10 Tips For Napping
10 Tips For Napping
There are a plethora of health benefits of napping, and much more than just not being so tired during the day. Although, being alert and not tired is one of the best ways to stay safe on the roads, on the job, and when performing regular activities around the house. Napping can help you improve your mental cognition and alertness, which is usually the goal of most power naps. Napping improves memory and helps you learn by taking you through the stages of sleep where learning and memory are processed.
Having the right amount of sleep is also good for your immune system and napping can be a great way to catch up on lost shuteye without causing any other sleep disturbances. That is as long as you’re napping at the right time of day, and for the right amount of time, which is included in our top 10 tips for napping.
- Take Shorter Naps
Our first few tips for napping are coming to us from sleep experts at the Mayo Clinic. It’s recommended that you only take naps for 10 to 20 minutes. Longer naps usually increase the likelihood that you’ll wake up feeling more tired than when you first laid down. It is noted that younger adults seem able to handle taking longer naps without feeling tired better than when compared to older adults.

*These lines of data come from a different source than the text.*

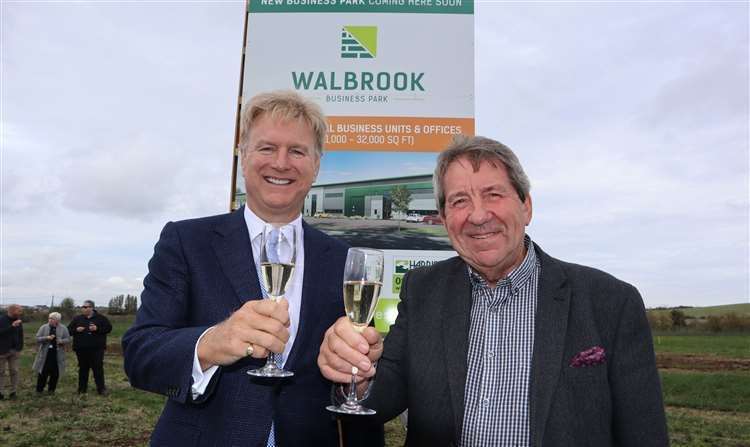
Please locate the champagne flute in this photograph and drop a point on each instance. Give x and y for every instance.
(363, 277)
(278, 253)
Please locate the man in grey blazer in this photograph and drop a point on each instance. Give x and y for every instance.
(505, 345)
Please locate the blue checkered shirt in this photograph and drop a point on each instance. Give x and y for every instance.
(501, 341)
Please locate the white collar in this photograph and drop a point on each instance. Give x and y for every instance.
(255, 224)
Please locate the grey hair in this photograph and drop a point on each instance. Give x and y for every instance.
(283, 105)
(478, 149)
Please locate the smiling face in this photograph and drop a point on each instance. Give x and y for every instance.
(280, 164)
(485, 218)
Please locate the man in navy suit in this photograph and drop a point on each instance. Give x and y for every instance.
(505, 345)
(202, 323)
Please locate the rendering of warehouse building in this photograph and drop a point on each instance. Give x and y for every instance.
(370, 198)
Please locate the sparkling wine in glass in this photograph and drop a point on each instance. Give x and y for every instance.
(278, 253)
(363, 278)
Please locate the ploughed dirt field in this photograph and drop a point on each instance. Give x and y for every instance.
(697, 362)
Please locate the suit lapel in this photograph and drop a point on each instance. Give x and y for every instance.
(456, 311)
(309, 314)
(553, 304)
(235, 256)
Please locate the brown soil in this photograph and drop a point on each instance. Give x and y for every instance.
(701, 362)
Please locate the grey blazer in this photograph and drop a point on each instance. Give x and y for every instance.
(617, 403)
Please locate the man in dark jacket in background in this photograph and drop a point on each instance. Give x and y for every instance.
(89, 331)
(11, 344)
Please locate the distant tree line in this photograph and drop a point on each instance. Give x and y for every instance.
(675, 320)
(123, 305)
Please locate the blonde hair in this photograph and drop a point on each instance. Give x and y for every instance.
(283, 105)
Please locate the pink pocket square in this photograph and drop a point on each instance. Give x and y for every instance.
(589, 357)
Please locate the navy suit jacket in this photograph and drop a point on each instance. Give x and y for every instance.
(202, 271)
(615, 403)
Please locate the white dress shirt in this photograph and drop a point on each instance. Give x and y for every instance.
(293, 294)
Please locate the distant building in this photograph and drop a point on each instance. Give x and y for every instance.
(370, 198)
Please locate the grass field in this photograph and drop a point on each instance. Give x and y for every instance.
(704, 407)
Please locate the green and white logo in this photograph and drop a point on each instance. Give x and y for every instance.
(359, 42)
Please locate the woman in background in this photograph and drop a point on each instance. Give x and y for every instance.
(50, 360)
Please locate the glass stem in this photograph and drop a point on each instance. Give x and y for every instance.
(352, 397)
(271, 362)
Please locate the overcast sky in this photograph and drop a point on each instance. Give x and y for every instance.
(631, 119)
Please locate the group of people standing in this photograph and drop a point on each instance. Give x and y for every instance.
(88, 333)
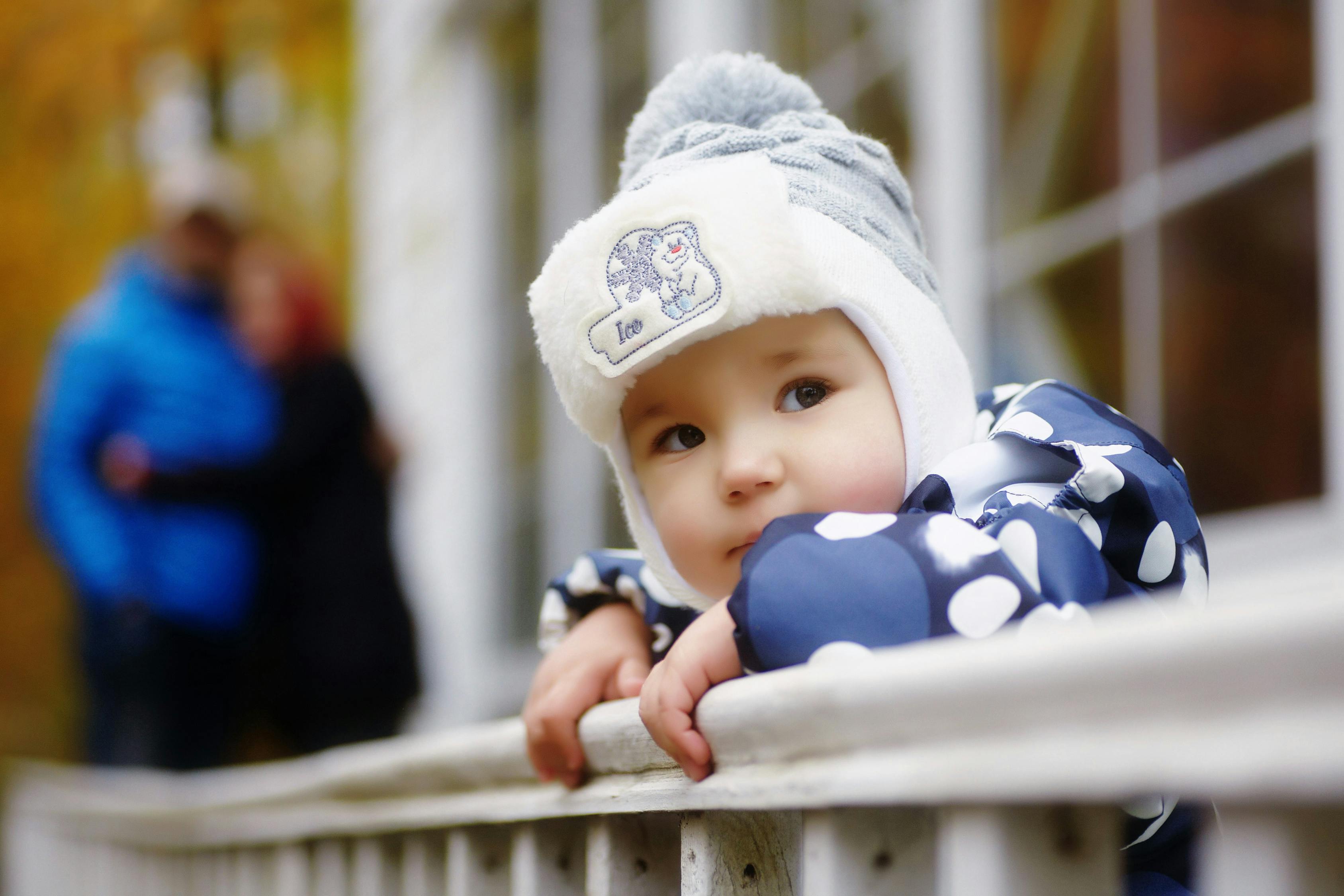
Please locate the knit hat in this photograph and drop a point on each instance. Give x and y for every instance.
(742, 198)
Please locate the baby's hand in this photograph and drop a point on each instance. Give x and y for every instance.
(604, 657)
(702, 657)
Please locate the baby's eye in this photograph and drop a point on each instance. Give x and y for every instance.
(679, 438)
(803, 397)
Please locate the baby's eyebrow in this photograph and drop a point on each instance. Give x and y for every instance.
(788, 356)
(651, 411)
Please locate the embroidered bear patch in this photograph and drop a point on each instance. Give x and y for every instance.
(660, 280)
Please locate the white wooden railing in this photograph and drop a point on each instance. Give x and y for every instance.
(951, 767)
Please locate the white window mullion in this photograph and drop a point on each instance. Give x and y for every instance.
(1328, 31)
(1142, 272)
(570, 100)
(948, 104)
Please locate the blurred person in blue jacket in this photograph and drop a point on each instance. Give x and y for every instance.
(163, 589)
(331, 652)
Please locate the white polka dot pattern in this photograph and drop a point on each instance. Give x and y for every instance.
(1159, 554)
(842, 524)
(982, 606)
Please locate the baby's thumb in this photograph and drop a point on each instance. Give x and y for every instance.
(631, 675)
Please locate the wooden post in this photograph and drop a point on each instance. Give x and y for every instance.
(548, 859)
(1287, 852)
(1030, 851)
(741, 852)
(634, 855)
(477, 861)
(862, 852)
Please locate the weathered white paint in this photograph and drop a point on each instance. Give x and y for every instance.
(685, 29)
(948, 104)
(423, 864)
(477, 861)
(867, 852)
(548, 859)
(293, 871)
(331, 872)
(570, 124)
(952, 767)
(634, 856)
(1142, 273)
(1058, 851)
(426, 206)
(1328, 34)
(1249, 851)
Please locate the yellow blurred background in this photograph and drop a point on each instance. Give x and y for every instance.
(385, 139)
(80, 88)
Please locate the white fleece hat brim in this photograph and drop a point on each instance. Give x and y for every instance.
(768, 258)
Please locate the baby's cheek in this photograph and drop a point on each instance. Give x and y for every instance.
(861, 476)
(683, 534)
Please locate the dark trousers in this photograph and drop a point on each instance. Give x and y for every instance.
(159, 694)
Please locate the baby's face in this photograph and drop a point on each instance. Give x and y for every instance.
(785, 416)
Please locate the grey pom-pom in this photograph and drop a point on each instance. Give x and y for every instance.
(728, 88)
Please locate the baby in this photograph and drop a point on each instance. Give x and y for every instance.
(799, 449)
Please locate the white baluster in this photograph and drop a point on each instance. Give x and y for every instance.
(330, 874)
(634, 855)
(226, 872)
(865, 852)
(292, 870)
(548, 859)
(201, 874)
(1285, 852)
(741, 852)
(477, 861)
(423, 864)
(252, 874)
(370, 868)
(1030, 851)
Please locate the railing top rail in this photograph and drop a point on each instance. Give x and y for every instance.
(1241, 702)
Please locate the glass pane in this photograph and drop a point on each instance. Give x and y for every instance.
(1229, 66)
(1065, 326)
(1057, 96)
(1242, 360)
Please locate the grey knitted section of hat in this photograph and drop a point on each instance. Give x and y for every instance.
(732, 104)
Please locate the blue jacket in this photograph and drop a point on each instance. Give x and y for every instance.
(150, 355)
(1060, 504)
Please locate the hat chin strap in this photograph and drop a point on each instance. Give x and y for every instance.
(640, 522)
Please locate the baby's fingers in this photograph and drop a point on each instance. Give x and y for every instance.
(666, 708)
(630, 677)
(553, 726)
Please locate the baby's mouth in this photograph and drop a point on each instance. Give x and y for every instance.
(746, 546)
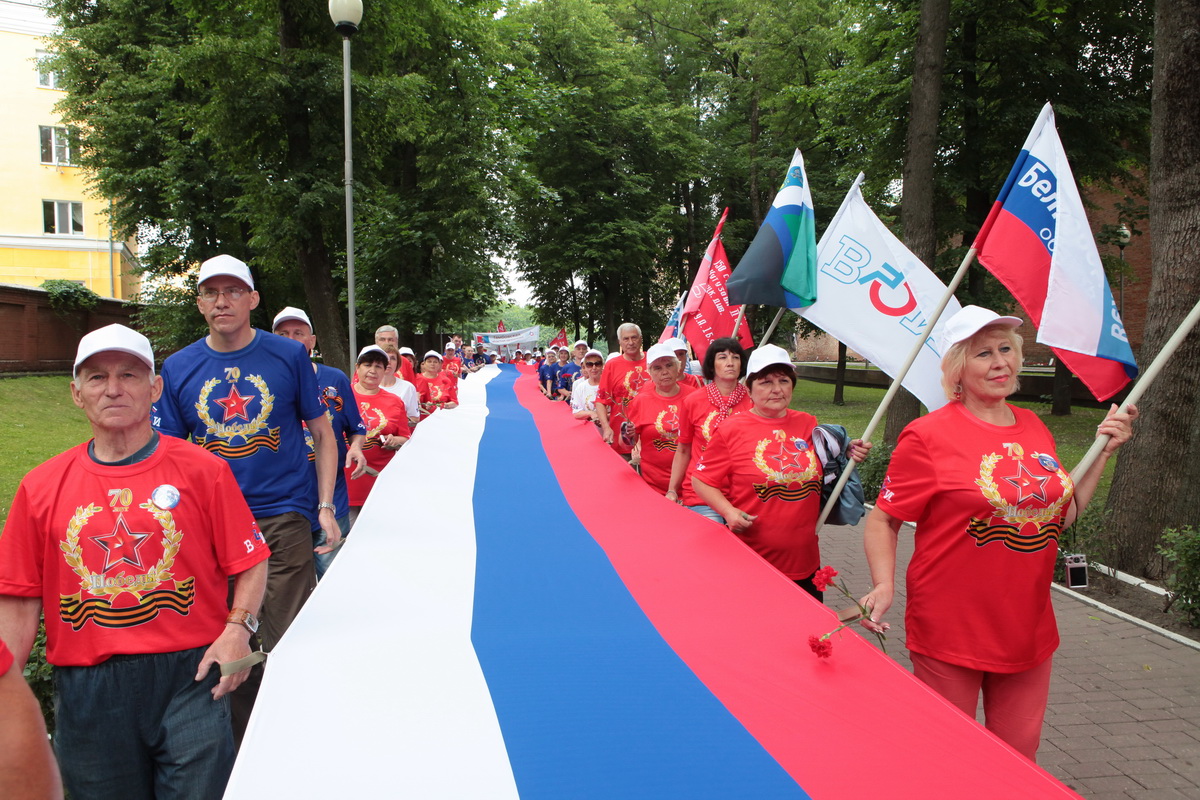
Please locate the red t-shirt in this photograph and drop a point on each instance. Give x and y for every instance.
(989, 503)
(657, 419)
(697, 426)
(768, 468)
(383, 414)
(129, 559)
(435, 394)
(619, 384)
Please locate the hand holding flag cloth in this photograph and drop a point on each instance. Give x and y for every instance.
(1038, 244)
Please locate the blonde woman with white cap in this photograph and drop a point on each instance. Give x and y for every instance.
(762, 474)
(990, 499)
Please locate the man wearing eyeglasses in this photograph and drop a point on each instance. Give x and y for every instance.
(243, 395)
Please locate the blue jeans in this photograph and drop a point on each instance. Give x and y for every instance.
(318, 539)
(142, 726)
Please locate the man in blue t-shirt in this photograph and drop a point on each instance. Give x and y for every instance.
(246, 396)
(349, 432)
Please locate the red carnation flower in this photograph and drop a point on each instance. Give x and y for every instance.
(821, 645)
(823, 577)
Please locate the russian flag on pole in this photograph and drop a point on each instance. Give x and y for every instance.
(599, 643)
(1038, 244)
(876, 296)
(779, 266)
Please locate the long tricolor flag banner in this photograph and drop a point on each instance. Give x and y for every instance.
(877, 298)
(778, 266)
(1038, 244)
(581, 647)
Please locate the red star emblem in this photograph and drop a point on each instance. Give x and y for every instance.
(1029, 486)
(121, 545)
(235, 404)
(790, 459)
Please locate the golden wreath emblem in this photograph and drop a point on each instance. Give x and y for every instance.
(244, 429)
(808, 474)
(1017, 515)
(94, 582)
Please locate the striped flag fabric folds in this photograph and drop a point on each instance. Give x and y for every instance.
(1038, 244)
(499, 626)
(779, 266)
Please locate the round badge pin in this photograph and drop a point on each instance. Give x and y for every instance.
(166, 497)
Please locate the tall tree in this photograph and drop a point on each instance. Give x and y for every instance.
(1165, 449)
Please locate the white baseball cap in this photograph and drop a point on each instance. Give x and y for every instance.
(113, 337)
(970, 320)
(228, 265)
(660, 350)
(767, 355)
(372, 348)
(289, 313)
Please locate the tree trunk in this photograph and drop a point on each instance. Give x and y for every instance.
(1158, 470)
(1060, 403)
(917, 214)
(839, 385)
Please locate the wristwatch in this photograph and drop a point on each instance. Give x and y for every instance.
(244, 618)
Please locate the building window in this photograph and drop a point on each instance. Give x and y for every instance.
(63, 217)
(47, 77)
(59, 145)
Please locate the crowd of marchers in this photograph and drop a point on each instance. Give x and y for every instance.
(178, 543)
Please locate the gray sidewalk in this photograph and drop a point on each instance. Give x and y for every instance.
(1123, 719)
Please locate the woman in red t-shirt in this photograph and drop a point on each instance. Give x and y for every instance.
(385, 419)
(702, 414)
(655, 417)
(990, 499)
(762, 475)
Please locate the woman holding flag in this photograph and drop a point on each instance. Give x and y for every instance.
(762, 474)
(990, 499)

- Nap Early in the Afternoon
If you nap after 3:00 p.m. you are more likely to interfere with your natural sleep cycles. This means if you nap after 3:00 p.m., you may not be tired when it’s time to go to bed for the night. Of course, this is assuming you don’t work the night shift. If you do work the night shift or other odd hours, taking a nap before whatever time is equal to 3:00 p.m. for your schedule is the best time to take a nap.
- Make Your Nap Spot a Comfortable
In order to fully maximize the benefits of your nap, you should create your own napping environment. One tip for napping is to make your nap spot as comfortable as possible by starting with a nice mattress, the right pillows, and plenty of comfy blankets to wrap yourself up in. It’s much easier to nap if you feel comfortable, and having the right sleep accessories can help you do just that.
- Turn Off The Lights
Napping is easier in the dark because darkness facilitates sleep naturally. Wherever you decide to nap, try to avoid places with sunlight or artificial light. This can be achieved by putting up light-blocking curtains over your windows and shutting off any electronic devices that may be emitting blue light. Blue light is known to block the production of the sleep hormone melatonin. Without melatonin, you may not be able to fall asleep or stay asleep during your nap.
- Set The Thermostat
It’s easier to fall asleep if your sleeping environment is at the right temperature. Setting the thermostat to between 60 and 65 degrees Fahrenheit promotes healthy sleep cycles and helps you fall asleep faster. To get the most out of your nap time, you want to be napping for as much of the time allotted as possible. Helping yourself fall asleep faster by napping in the right temperature setting is a great way to take advantage of the benefits of naps.
- Take a Long Nap if You Have Time
Although taking shorter naps is our number one tip for napping, taking long naps is recommended if you have the time to complete a full sleep cycle, which is about 90 minutes. This will allow your body to go through all of the stages of the sleep cycle, including REM, which is super beneficial for several aspects of your health and wellbeing.
- Try a Coffee Nap
We know, coffee for napping sounds like a contradiction, but oddly enough it can help you nap. Caffeine takes about 20 minutes for the effects to begin after you drink it. Drinking one cup of coffee before you lie down for a short nap can help you wake up when you need to, and prevent you from napping for too long. Essentially, the caffeine won’t start to wake you up until the 20-minute mark, so if you time it right, coffee before a nap could be just what you need to get the job done.
- Consider Your Couch Over Your Bed
This is another tip for taking short naps. Sometimes your bed can be too comfortable and you might not want to get out of bed when your nap alarm goes off. For this reason, some sleep experts recommend napping on your couch or a relaxing chair to make sure you’re comfortable enough for a nap, but not so comfortable that you decide to call it a day and stay in bed until the next morning.
- Set An Alarm
Much like the coffee nap, setting an alarm for your nap will help you wake up when you plan to. For short naps, set your alarm for about 20 to 30 minutes as we mentioned before. If you have the time to take a longer nap, set your alarm for 90 minutes to avoid starting the stages of your sleep cycle over again. This will help you feel more alert and less groggy when you wake up from a nap. Even though most of us use our phones as alarms these days, using another alarm is recommended so you can avoid the blue light exposure from your phone.
We already know that mediating for sleep is a common suggestion for getting better sleep every night, and the same goes for naps. By removing distractions and focusing on the present moment you can calm yourself down to a better sense of relaxation. In turn, you’ll be more likely to fall asleep faster, which can be a great benefit when you’re trying to nap for the right amount of time.